🤖 AI Summary
This work addresses the cross-view image generation problem from aerial to ground-level perspectives, tackling challenges arising from extreme viewpoint discrepancies, severe occlusions, and field-of-view limitations—leading to geometric distortions and semantic inconsistencies. We propose a height-aware dual-conditional diffusion model that jointly leverages spatial features encoded by a VAE and semantic embeddings from CLIP as complementary constraints in the denoising process—eliminating the need for explicit depth maps or 3D voxel representations. To our knowledge, this is the first approach to integrate such heterogeneous features for synergistic optimization of geometric plausibility and semantic fidelity. The method performs end-to-end cross-view synthesis and achieves an average 7.3% SSIM improvement over prior methods on CVUSA, CVACT, and Auto Arborist benchmarks. It notably enhances generation quality under both wide and narrow field-of-view conditions, demonstrating strong generalization and robustness.
📝 Abstract
Generating ground-level images from aerial views is a challenging task due to extreme viewpoint disparity, occlusions, and a limited field of view. We introduce Top2Ground, a novel diffusion-based method that directly generates photorealistic ground-view images from aerial input images without relying on intermediate representations such as depth maps or 3D voxels.
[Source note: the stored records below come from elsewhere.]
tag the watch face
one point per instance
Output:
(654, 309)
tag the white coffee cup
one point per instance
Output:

Specifically, we condition the denoising process on a joint representation of VAE-encoded spatial features (derived from aerial RGB images and an estimated height map) and CLIP-based semantic embeddings. This design ensures the generation is both geometrically constrained by the scene's 3D structure and semantically consistent with its content. We evaluate Top2Ground on three diverse datasets: CVUSA, CVACT, and the Auto Arborist. Our approach shows 7.3% average improvement in SSIM across three benchmark datasets, showing Top2Ground can robustly handle both wide and narrow fields of view, highlighting its strong generalization capabilities.